The treatment of vesicocolonic fistula in Western medicine is based on different stages of treatment for patients with sigmoid colon vesicocolonic fistula:
First Stage (7-10 days after the fistula occurs)
The patient is in the unstable period of the fistula opening and the early stage of infection. Abdominal infection is severe, with local inflammation and edema. If surgical repair of the intestinal fistula opening often fails and can lead to the spread of infection; the patient should be fasting, with gastric and intestinal decompression, and parenteral nutrition should be given to correct the general condition; antibiotics should be given, and the abdominal infection focus should be thoroughly drained, and the intestinal contents should be completely drained out of the abdominal cavity (the wound should be cleared in time or a catheter should be inserted for drainage).
Second Stage (10-30 days)
After the first stage of treatment, the patient gradually recovers, and the fistula has become a 'controlled' fistula after drainage or treatment. Infection is still very serious or continuing to spread, so it is necessary to actively control infection and strengthen nutrition. Especially, total parenteral nutrition is a necessary means to provide calories and nitrogen sources.
Third Stage (1-3 months)
After 1 to 2 stages of treatment, the fistula openings with good effects have healed or stabilized. Since intestinal fistula has a low impact on nutrition, but when the fistula does not heal, it is necessary to understand the factors causing non-healing in a timely manner. Common causes include:
①There is an obstruction at the distal end of the fistula.

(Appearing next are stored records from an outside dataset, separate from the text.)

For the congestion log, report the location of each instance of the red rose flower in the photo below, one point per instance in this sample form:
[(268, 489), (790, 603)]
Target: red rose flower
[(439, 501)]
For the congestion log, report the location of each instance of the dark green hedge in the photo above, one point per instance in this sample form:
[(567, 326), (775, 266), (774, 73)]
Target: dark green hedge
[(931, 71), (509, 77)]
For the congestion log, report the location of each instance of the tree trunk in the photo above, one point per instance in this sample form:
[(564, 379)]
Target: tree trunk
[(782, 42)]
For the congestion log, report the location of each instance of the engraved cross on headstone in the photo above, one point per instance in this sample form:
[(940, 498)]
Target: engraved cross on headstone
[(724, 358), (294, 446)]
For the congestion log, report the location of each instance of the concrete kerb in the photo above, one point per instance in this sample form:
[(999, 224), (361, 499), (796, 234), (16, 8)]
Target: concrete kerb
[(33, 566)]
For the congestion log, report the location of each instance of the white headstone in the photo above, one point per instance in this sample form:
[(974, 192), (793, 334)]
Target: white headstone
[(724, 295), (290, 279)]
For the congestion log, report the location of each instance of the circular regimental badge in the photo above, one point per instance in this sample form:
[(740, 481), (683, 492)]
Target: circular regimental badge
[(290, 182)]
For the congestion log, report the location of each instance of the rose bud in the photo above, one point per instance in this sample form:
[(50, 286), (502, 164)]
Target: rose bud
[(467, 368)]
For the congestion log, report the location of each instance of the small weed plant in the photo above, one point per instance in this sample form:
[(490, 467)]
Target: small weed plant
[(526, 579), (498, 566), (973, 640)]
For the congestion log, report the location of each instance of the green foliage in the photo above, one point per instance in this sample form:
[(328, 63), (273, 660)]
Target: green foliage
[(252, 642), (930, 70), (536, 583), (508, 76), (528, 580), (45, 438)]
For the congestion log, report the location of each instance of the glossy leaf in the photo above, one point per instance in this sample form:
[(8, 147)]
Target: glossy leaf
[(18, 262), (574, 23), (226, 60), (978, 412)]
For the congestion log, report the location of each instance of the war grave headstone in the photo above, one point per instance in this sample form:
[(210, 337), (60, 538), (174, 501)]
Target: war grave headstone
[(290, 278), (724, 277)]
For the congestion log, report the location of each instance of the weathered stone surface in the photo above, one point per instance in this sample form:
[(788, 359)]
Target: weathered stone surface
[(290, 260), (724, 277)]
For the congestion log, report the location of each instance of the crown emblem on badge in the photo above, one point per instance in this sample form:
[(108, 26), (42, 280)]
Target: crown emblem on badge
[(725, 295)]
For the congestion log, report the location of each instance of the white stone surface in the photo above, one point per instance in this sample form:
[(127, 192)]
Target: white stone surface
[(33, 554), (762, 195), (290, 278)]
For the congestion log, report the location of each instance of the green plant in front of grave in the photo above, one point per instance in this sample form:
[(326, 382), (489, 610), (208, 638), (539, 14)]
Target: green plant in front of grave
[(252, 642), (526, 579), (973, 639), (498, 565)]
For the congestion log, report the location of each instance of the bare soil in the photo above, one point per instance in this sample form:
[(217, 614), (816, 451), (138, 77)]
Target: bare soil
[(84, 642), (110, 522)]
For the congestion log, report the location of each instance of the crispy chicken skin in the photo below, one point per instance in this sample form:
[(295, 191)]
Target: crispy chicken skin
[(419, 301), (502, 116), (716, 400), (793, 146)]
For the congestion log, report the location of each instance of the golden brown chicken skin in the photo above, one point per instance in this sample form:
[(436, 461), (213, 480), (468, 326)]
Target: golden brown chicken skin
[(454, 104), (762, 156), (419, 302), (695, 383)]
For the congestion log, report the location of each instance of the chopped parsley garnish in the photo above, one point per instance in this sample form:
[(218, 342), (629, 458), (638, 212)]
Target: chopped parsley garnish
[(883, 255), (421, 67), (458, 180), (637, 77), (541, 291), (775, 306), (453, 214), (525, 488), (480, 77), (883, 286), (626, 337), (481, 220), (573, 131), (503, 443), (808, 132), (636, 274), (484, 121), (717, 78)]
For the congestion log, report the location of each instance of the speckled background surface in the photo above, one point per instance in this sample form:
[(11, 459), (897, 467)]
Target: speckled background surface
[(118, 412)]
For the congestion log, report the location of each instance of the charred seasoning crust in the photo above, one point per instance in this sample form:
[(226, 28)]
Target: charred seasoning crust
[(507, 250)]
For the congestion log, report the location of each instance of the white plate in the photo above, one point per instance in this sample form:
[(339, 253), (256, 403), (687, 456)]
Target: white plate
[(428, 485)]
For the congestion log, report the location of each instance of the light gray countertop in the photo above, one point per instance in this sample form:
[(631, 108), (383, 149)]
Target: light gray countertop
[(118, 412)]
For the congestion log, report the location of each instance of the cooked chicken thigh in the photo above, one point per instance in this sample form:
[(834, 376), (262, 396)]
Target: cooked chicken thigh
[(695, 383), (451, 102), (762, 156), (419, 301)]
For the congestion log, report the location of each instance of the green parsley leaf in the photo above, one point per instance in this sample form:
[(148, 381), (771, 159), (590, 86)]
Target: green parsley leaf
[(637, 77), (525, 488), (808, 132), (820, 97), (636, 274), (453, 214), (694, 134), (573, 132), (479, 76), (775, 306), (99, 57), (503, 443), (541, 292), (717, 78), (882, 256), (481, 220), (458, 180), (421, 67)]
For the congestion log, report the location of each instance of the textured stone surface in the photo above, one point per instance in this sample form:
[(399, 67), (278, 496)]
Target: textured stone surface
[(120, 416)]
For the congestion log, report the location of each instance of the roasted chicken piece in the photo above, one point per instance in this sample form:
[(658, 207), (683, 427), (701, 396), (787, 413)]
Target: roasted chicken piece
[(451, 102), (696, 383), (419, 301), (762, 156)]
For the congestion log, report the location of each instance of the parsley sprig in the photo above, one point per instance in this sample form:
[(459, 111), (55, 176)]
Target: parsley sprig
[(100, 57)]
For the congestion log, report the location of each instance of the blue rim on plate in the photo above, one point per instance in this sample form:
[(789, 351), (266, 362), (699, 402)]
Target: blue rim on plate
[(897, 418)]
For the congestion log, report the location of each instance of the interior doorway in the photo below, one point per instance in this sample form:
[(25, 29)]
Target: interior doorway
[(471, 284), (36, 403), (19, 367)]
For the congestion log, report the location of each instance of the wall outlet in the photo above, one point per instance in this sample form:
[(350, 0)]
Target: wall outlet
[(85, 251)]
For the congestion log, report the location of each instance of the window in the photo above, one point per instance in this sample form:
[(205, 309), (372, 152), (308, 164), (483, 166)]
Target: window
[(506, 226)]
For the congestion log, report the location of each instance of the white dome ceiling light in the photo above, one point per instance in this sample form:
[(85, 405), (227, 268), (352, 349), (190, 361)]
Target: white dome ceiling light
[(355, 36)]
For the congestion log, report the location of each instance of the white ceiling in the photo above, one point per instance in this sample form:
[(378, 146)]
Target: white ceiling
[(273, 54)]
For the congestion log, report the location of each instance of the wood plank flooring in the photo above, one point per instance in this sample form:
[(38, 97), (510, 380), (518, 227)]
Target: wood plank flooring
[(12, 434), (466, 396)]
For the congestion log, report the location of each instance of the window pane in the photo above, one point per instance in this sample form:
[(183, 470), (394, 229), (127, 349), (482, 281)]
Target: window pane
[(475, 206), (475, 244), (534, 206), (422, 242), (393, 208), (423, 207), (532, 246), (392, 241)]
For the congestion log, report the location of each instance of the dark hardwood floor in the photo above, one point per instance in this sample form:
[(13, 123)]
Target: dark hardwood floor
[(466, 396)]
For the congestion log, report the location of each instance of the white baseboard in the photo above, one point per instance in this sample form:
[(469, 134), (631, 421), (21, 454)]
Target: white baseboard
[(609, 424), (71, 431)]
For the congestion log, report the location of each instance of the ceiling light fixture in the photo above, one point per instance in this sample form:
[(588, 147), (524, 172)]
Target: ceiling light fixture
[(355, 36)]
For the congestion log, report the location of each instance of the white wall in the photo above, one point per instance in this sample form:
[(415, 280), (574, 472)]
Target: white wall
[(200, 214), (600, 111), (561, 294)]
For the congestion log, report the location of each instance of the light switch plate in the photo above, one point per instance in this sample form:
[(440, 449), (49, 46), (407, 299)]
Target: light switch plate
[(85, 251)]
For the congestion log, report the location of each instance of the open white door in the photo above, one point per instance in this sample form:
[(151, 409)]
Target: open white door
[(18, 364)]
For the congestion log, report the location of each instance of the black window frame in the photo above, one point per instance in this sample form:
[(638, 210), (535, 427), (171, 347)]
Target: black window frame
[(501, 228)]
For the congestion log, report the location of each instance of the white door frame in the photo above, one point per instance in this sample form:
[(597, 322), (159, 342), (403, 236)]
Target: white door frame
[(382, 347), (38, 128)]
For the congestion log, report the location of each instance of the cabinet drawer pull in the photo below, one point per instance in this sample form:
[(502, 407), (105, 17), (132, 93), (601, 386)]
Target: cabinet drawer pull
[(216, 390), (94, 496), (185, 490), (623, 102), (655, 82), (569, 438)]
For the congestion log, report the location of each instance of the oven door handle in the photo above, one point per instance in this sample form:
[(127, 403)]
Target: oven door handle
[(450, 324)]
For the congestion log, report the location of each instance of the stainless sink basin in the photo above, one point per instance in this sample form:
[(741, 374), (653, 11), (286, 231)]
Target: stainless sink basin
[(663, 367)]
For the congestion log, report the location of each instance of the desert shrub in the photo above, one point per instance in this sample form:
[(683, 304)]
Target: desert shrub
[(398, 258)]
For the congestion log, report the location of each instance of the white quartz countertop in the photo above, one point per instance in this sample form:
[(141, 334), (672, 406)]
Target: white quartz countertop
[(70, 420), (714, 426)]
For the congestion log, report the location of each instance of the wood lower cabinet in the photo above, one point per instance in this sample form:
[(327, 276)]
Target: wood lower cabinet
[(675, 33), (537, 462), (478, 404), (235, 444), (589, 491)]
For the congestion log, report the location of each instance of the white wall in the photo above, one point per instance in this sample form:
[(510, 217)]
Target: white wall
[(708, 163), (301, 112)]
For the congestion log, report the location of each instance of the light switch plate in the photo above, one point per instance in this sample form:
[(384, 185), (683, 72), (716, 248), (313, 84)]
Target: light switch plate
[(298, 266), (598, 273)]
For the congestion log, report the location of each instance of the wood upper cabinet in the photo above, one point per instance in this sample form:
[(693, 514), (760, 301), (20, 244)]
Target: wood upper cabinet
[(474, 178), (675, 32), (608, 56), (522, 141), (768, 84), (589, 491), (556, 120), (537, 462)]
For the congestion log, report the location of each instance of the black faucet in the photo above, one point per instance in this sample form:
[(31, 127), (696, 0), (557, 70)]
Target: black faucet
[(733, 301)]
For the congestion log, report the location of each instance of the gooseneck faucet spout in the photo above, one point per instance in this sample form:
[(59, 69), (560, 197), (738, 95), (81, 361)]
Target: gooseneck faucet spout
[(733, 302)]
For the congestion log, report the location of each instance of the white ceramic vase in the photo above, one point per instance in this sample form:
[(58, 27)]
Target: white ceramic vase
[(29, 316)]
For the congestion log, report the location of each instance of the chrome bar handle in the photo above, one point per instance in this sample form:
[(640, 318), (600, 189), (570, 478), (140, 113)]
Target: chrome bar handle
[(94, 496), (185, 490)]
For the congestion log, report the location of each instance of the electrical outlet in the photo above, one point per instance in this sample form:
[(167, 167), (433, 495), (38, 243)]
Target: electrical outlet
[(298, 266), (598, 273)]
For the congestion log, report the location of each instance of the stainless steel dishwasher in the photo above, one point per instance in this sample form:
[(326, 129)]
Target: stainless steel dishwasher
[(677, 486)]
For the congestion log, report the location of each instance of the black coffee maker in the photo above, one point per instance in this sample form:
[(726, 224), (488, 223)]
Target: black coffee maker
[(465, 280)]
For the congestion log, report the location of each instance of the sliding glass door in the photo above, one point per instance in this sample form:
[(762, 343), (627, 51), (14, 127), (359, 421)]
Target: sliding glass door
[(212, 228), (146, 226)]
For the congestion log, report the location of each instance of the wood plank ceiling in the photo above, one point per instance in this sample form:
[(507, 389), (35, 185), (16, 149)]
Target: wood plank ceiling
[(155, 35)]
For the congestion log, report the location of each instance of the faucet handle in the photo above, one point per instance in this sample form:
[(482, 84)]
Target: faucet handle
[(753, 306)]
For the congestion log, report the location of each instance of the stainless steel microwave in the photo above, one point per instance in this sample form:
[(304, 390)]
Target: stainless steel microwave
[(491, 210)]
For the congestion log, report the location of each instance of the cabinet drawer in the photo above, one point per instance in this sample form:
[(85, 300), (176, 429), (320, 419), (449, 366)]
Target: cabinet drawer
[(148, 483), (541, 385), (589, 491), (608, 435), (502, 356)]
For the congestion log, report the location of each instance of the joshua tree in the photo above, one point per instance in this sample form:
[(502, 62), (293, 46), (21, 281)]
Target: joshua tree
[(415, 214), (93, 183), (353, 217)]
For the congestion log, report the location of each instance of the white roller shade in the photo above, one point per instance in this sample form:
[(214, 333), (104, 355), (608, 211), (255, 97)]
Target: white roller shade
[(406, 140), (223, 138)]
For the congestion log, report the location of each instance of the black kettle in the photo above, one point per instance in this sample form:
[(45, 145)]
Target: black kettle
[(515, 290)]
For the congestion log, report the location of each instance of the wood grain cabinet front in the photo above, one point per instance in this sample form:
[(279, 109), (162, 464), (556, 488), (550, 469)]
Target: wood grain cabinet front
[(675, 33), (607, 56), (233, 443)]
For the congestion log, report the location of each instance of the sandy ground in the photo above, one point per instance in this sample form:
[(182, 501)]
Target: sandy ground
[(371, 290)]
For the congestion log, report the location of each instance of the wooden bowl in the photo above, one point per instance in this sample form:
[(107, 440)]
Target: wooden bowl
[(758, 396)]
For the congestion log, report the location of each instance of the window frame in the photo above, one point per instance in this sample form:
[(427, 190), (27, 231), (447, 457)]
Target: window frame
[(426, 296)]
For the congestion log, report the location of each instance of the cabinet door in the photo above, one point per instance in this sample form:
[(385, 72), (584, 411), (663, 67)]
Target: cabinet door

②The tissue of the fistula has been epithelialized.
③The colon mucosa has healed with the abdominal wall, making the fistula opening lip-shaped.
④There is a foreign body in the fistula opening.
⑤The abscess near the fistula opening is not draining well.
⑥Special infection or tumor exists.
During this period, the focus is to find the cause of fistula non-healing, control abdominal infection, especially interwall abscesses in the intestinal wall, and timely laparotomy and drainage of abscesses should be performed when highly suspected. Of course, when B-ultrasound can be used to confirm, puncture and aspiration of pus, injection of antibiotics, can be performed under its guidance to relieve concerns about widespread adhesions in the abdominal cavity during surgery and the risk of intestinal injury.
Fourth Stage
For patients with unhealed intestinal fistula, abdominal infection control, good local condition of the fistula opening, consider elective surgery to clear the cause of the disease and close the fistula. If there is a distant obstruction at the distal end of the fistula, it should be relieved before repairing the fistula opening; for simple lip-shaped fistula or tubular fistula, the fistula can be turned towards the intestinal lumen without excessive exploration of the abdominal cavity. Of course, when there is a special infection or tumor at the anastomosis site, the lesion should be excised and anastomosed.